The Caro AI game with a strong heuristic AI built on minimax and alpha-beta pruning. The codebase has grown from a compact student project into a version with deeper search, optional native acceleration, benchmark tooling, and configurable difficulty.


For people who just want to play

Windows

Open dist/Caro_AI.exe

Ubuntu

Open dist/Caro_AI_Ubuntu

Instruction for playing Caro

Project layout

Path Role
main.py Thin entry: run python main.py from the repo root.
caro_ai/ Python package: game, UI, AI agent, and the main app loop.
caro_ai/modes.py GameMode enum (NORMAL, DEVELOPER, BENCHMARK); set from CLI in app.main.
caro_ai/app.py Pygame UI, presets (PLAYER_VS_AI_PRESETS); parses --dev / --benchmark into game_mode.
caro_ai/game/ Board rules and Caro state.
caro_ai/ui/ Button widgets.
caro_ai/ai/ Agent (search / evaluation).
assets/ Images and icons for the UI (bundled as assets in PyInstaller).
config/ dev_mode.json, benchmark_config.json (external JSON settings).
benchmarks/results/ Benchmark outputs (summary and board .txt files).
extensions/ Cython sources (*.pyx) for optional acceleration.
notebooks/ e.g. benchmark_analysis.ipynb.
docs/ Extra notes and static pages.
dist/ Folder containing packaged executables for Windows and Linux.

Version note

Original baseline (early README / classic behavior)

  • Core AI: minimax with alpha-beta pruning.
  • Run the game with Python and Pygame after installing dependencies from requirements.txt.
  • Entry point: main.py.
  • Packaged release was described as a downloadable archive; development setup used pip install pygame (and optional Tk on Linux for some environments).
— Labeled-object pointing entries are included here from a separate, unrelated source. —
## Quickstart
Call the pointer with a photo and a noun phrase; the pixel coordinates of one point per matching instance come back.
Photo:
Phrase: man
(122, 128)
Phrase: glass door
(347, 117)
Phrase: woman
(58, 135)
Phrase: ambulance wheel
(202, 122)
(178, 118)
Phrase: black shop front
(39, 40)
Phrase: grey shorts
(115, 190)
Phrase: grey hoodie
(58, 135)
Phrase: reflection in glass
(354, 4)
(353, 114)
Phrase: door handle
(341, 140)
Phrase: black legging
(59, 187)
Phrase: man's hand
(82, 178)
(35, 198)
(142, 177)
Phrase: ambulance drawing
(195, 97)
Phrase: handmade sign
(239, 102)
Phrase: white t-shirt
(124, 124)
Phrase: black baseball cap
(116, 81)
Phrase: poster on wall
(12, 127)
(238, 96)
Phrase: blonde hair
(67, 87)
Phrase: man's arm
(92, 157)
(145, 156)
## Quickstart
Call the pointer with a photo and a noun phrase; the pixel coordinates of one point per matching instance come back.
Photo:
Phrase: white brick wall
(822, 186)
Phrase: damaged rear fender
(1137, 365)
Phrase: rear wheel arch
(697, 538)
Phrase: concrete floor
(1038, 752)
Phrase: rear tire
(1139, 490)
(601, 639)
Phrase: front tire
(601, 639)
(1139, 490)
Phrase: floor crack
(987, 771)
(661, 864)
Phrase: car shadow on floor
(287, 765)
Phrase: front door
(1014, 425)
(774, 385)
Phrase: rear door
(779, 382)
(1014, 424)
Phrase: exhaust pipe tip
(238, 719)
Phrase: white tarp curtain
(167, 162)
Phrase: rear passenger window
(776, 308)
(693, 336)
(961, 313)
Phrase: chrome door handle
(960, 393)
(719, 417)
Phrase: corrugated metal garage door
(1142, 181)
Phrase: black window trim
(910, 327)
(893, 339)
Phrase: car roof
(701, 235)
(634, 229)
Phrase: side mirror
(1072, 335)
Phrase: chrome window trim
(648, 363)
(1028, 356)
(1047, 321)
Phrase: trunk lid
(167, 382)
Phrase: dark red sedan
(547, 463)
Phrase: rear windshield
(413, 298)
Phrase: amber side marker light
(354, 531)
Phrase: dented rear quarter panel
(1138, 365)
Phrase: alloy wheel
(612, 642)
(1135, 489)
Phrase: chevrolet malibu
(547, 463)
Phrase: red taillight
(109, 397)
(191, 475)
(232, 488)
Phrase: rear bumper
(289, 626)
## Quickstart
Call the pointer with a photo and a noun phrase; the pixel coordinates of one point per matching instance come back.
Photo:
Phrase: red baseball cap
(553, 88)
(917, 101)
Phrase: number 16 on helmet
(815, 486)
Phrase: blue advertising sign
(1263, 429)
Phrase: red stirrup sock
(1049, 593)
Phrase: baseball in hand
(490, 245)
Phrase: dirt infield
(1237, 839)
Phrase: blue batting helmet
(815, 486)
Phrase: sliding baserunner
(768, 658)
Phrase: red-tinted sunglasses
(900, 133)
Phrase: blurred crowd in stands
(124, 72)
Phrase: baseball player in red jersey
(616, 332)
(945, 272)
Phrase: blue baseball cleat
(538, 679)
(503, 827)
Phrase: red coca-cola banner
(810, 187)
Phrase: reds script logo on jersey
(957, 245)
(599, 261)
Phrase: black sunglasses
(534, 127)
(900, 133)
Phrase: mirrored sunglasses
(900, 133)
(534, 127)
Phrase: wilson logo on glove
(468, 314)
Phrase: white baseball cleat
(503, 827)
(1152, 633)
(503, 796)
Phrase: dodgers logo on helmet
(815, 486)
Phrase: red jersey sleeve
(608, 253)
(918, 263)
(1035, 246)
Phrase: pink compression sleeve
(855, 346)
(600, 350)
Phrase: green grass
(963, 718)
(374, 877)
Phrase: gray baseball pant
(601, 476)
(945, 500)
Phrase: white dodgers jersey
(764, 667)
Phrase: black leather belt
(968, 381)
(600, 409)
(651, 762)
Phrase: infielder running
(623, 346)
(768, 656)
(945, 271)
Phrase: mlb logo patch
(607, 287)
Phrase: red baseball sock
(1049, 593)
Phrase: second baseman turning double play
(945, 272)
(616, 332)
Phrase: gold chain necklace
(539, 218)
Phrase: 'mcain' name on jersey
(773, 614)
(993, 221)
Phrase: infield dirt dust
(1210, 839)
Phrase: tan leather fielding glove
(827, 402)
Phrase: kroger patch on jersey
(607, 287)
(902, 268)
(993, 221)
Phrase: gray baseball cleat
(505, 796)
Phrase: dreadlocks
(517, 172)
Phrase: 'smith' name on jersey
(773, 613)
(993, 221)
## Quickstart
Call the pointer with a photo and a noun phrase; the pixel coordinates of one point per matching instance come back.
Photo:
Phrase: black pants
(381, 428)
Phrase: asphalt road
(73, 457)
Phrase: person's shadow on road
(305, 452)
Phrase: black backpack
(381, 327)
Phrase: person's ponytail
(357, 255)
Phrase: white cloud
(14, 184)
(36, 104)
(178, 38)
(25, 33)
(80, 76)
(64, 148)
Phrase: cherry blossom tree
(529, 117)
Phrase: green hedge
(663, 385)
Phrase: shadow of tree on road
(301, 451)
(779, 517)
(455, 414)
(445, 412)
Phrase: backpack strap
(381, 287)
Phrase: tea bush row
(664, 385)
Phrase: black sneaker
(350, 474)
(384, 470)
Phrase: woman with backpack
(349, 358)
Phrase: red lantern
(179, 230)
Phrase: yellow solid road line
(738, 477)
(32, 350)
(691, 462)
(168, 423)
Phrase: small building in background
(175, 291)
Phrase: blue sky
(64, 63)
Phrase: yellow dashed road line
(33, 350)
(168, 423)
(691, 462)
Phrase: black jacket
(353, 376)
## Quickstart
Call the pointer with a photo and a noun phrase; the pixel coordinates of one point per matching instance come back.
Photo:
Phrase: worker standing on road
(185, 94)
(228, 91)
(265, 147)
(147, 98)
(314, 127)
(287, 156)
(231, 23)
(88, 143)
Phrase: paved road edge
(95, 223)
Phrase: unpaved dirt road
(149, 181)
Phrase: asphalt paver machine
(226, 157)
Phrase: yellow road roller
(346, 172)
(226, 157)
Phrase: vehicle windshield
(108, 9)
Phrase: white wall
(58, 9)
Current version (what is new)

Search and evaluation:

  • Move ordering so alpha-beta cuts branches earlier.
  • Transposition table with Zobrist hashing to reuse scores for repeated positions.
  • Beam search / forward pruning (configurable beam widths).
  • Incremental evaluation to update heuristic locally instead of rescanning the board.
  • Iterative deepening with reuse of prior principal variation for ordering.
  • Threat-oriented search (VCF-style tactical layer) and related options, configurable per agent.
  • Time budget per move (move_time_budget_sec); search can stop between completed depths and keep the last fully finished result.
  • Adaptive depth / beam by game stage where enabled.

Performance:

  • Optional Cython extensions: heuristic acceleration (agent_accel) and a compiled minimax path (search_accel). Build with setup_cython.py (see below).
  • Optional lazy SMP (parallel root helpers) where configured.
  • AI move computation in a worker process so the Pygame loop stays responsive while the agent thinks.

Gameplay and UI:

  • Resizable window with layout that scales the board and controls.
  • Single turn timer for the active side; timer stops when the game ends.
  • Player vs AI and AI vs AI (developer mode) with Start / Pause (dev and benchmark), Undo, Replay.
  • Player vs AI difficulty is no longer “depth only”: Easy / Medium / Hard map to full preset configs (PLAYER_VS_AI_PRESETS near the top of caro_ai/app.py: depth plus all relevant Agent options).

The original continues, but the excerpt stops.